The first couple of days went well. On the third day, he experienced some tenderness in his knee. It was relatively mild, so he thought he’d work through it by continuing the squats. When he awoke the next morning, his knee was swollen and discolored, a multicolored mosaic of purple, red, and blue. As he got out of bed and put his foot on the floor to stand, he felt some serious pain and fell back into bed.
“You overdid it,” his surgeon reported while examining Cal in his office. “Why didn’t you follow the PT exercises, no more, no less?”
“I felt good, like I could handle it, and I thought it would help my recovery.”
“You tore tissue from doing more than you should. I’m ordering PT. This is considered a re-injury, and because of that, the insurance company will not be able to turn you down this time.”
Would Cal have re-injured himself if his PT had not been denied? We may never know, but since he was diligent about following Allison’s directives, it’s a safe bet that the injury would not have occurred had Cal been under her watchful eye.
The irony in all this is that TFU wound up paying more than twice what it would have had it not denied Cal’s claim.
As Cal limped out of his surgeon’s office, clumsily negotiating the doorway on the very crutches he thought he’d never need again, he considered two lessons he’d learned from this ordeal, lessons learned the hard way.
One is that he should have been more careful, and certainly should not have taken it upon himself to aggressively add to the exercise program without at least calling Allison to check if it was okay.

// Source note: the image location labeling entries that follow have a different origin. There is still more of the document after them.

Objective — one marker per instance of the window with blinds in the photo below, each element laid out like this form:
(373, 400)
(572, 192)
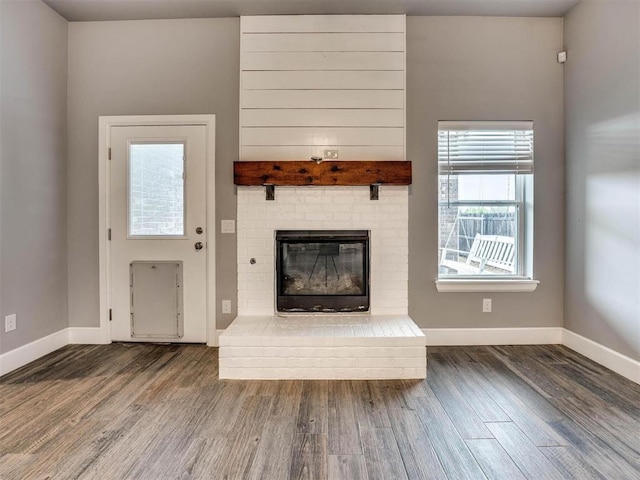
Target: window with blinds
(485, 185)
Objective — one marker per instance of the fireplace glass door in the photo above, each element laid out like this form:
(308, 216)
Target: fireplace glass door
(322, 271)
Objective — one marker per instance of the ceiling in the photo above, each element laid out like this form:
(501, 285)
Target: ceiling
(101, 10)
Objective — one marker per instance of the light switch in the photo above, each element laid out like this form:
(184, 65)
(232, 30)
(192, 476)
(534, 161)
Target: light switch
(227, 226)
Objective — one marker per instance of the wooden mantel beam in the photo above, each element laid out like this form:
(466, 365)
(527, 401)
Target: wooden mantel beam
(323, 173)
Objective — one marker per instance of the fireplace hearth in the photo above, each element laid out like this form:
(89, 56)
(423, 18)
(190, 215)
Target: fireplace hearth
(322, 271)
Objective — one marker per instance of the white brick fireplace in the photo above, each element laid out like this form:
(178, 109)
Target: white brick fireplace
(385, 343)
(322, 86)
(323, 208)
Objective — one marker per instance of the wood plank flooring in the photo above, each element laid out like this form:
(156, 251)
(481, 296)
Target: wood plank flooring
(143, 411)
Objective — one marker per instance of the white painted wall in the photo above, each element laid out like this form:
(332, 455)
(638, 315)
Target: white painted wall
(33, 149)
(310, 83)
(602, 90)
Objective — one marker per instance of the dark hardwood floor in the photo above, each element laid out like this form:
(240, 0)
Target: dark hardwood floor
(131, 411)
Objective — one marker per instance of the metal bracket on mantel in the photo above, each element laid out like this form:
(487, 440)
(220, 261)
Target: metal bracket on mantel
(270, 192)
(322, 173)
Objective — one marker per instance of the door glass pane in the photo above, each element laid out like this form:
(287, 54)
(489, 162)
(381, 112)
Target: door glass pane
(156, 189)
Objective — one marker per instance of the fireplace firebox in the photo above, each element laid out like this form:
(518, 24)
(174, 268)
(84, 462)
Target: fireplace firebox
(322, 271)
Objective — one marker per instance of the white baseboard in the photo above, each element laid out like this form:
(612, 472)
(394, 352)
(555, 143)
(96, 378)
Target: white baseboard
(86, 335)
(611, 359)
(215, 342)
(493, 336)
(625, 366)
(20, 356)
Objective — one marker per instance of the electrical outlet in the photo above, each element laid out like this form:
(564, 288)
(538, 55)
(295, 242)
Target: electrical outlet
(227, 226)
(486, 305)
(331, 154)
(226, 306)
(10, 322)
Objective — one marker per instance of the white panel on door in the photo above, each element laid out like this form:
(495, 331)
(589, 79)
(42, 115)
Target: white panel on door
(156, 300)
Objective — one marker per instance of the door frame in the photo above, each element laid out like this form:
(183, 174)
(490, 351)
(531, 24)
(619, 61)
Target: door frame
(105, 124)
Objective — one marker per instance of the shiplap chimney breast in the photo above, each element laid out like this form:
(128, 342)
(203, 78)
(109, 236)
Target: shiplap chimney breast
(310, 83)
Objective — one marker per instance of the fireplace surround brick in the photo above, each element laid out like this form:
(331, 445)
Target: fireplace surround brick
(323, 208)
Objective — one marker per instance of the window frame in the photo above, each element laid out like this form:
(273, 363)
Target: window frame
(522, 278)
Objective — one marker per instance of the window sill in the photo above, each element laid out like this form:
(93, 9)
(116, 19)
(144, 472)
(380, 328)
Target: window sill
(486, 285)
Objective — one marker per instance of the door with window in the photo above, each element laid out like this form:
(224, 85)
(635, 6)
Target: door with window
(158, 233)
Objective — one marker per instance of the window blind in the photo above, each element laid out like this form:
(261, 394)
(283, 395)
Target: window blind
(485, 147)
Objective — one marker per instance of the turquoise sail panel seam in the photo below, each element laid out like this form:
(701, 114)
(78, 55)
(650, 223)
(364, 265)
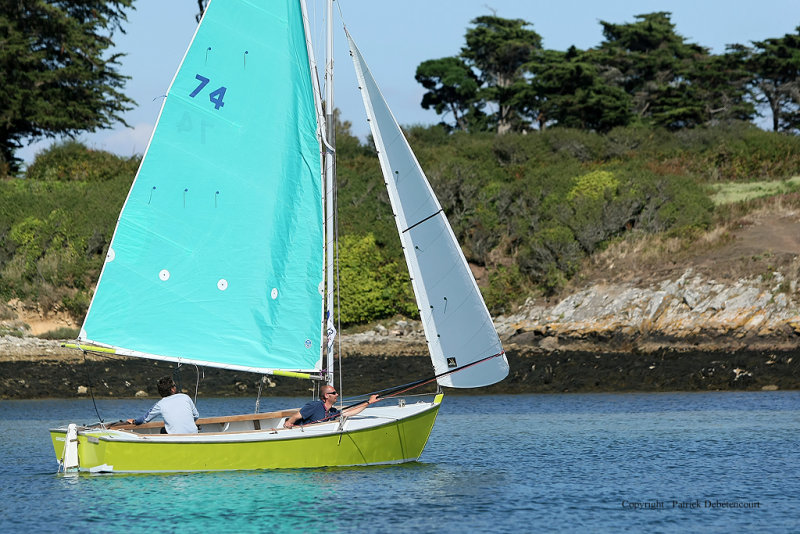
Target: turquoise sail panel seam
(218, 254)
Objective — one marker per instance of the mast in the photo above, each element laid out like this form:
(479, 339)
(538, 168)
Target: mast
(330, 178)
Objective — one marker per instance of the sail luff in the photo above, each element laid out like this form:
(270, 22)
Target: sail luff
(82, 334)
(330, 186)
(218, 253)
(457, 324)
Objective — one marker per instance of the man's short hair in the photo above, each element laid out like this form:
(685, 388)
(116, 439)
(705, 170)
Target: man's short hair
(165, 386)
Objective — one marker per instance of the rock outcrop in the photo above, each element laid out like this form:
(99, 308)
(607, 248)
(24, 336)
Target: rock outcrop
(691, 313)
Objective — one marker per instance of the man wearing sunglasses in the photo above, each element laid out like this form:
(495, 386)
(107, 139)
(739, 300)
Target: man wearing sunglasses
(323, 409)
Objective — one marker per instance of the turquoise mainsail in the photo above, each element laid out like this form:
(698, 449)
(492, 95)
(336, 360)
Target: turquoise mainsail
(217, 258)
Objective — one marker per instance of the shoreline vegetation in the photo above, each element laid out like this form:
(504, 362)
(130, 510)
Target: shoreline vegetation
(638, 260)
(532, 371)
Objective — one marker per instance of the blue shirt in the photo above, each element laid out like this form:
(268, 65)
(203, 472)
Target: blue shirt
(178, 411)
(315, 411)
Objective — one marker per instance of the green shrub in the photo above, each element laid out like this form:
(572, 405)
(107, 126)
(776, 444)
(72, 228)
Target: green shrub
(60, 333)
(371, 287)
(73, 161)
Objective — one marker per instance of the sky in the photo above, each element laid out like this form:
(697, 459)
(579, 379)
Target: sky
(395, 37)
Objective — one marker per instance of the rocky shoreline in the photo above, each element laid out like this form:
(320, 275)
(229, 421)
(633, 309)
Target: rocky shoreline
(688, 334)
(368, 368)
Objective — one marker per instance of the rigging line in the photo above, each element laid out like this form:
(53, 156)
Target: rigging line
(197, 383)
(91, 391)
(258, 398)
(423, 220)
(422, 382)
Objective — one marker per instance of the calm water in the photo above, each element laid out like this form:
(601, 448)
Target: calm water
(554, 463)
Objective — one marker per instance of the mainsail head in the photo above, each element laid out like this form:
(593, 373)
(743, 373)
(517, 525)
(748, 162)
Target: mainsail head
(457, 324)
(217, 257)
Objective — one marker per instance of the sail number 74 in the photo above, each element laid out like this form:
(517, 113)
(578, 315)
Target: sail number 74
(215, 96)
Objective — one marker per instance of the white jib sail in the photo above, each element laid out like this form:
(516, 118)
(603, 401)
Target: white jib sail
(457, 324)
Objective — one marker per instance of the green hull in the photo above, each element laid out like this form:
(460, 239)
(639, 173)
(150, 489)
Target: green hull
(362, 441)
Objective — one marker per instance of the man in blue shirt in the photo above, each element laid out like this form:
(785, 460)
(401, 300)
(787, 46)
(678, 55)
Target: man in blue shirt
(177, 410)
(323, 410)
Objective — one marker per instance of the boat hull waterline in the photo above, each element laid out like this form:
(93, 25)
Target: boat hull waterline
(379, 435)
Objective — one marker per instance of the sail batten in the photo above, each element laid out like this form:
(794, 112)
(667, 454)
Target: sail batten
(218, 254)
(457, 324)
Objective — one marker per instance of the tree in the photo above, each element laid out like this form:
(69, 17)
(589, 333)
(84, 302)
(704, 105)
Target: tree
(499, 48)
(775, 64)
(657, 66)
(572, 89)
(56, 77)
(452, 88)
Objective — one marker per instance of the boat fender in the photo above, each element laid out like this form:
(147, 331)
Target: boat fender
(69, 460)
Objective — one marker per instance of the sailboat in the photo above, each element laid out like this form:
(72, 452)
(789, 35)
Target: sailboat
(223, 257)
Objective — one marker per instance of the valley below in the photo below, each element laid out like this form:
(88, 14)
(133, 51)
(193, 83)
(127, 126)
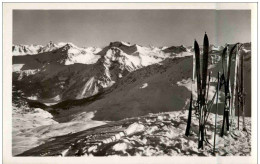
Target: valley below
(124, 99)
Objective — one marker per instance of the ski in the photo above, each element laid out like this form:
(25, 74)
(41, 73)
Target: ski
(187, 133)
(216, 115)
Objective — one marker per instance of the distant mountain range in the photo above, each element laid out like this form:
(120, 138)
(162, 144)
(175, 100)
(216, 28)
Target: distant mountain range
(123, 78)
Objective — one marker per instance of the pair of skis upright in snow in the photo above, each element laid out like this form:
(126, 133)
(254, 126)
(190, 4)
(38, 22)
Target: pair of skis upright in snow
(203, 106)
(202, 92)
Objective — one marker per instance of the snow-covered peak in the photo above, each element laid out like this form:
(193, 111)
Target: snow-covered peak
(19, 50)
(49, 47)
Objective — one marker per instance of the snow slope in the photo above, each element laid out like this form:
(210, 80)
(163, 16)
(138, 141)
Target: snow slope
(152, 135)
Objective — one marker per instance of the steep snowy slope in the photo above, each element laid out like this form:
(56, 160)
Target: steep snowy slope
(19, 50)
(151, 135)
(70, 72)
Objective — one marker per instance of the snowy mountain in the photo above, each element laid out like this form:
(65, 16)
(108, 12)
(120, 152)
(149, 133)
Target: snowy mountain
(19, 50)
(97, 69)
(65, 90)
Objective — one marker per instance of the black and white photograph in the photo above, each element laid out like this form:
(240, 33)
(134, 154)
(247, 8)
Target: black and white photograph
(131, 82)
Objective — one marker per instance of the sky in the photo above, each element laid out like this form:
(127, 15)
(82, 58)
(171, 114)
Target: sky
(145, 27)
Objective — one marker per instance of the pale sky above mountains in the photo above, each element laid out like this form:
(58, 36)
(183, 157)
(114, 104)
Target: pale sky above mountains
(144, 27)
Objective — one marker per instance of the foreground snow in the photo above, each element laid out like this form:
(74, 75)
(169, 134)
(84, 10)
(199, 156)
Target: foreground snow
(34, 127)
(151, 135)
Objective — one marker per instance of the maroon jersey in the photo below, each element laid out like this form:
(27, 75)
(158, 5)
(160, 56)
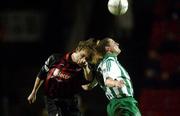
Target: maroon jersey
(63, 78)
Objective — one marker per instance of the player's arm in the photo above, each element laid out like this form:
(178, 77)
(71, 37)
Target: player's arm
(41, 77)
(114, 83)
(90, 86)
(87, 72)
(110, 69)
(37, 84)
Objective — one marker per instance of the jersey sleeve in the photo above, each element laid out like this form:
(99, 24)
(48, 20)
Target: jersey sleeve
(47, 65)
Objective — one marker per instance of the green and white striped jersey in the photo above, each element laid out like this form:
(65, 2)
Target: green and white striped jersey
(110, 67)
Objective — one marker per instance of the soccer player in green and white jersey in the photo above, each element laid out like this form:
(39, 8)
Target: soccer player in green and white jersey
(114, 80)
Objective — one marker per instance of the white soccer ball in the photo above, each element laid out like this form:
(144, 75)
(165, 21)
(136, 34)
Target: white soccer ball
(117, 7)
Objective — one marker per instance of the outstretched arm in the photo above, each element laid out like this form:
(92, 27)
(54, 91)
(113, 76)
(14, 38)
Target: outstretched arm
(114, 83)
(32, 97)
(90, 85)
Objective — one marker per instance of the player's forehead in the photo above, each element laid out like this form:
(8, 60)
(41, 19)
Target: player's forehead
(111, 41)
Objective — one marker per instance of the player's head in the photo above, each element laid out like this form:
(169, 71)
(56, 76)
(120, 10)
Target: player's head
(85, 50)
(108, 45)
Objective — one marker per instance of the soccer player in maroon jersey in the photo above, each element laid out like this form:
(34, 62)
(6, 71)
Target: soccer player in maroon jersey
(63, 77)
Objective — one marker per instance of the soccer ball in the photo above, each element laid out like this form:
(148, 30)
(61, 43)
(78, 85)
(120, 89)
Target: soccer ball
(117, 7)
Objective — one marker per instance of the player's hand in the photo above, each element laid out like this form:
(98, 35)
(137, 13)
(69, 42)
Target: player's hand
(119, 83)
(32, 98)
(82, 62)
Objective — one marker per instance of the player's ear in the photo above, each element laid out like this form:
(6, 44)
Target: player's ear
(107, 48)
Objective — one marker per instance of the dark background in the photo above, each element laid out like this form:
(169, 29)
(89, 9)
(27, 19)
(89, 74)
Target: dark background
(149, 35)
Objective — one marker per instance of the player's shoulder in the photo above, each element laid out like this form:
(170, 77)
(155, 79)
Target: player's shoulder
(109, 59)
(54, 58)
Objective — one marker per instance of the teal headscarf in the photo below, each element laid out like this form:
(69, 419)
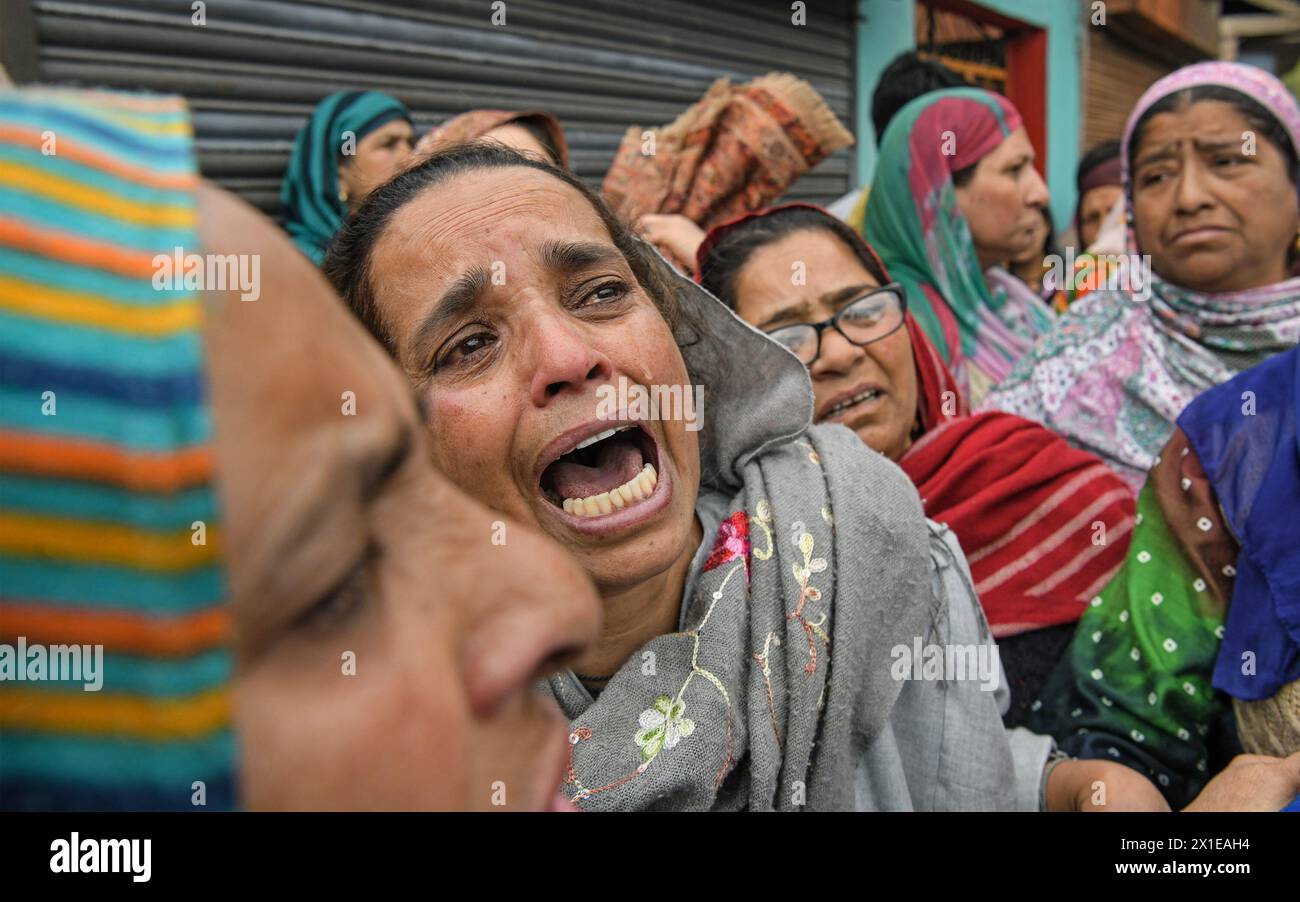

But he also learned that honesty may not be the best policy when it comes to health insurance. He resolved that when he fills out the pain scale next time, he’ll be more conscious about selecting a pain level that would mitigate the likelihood of TFU cutting off his therapy.
So here we are, forced to game the system to make it work for us. Jason must deny claims to keep his job. Cal must report more pain to keep his benefits. Allison must challenge the denial to keep her patient healthy.
On a national scale, that very tug-of-war costs us $100 billion a year, not a penny of which goes toward helping people get well. Surely, we should be able to do better.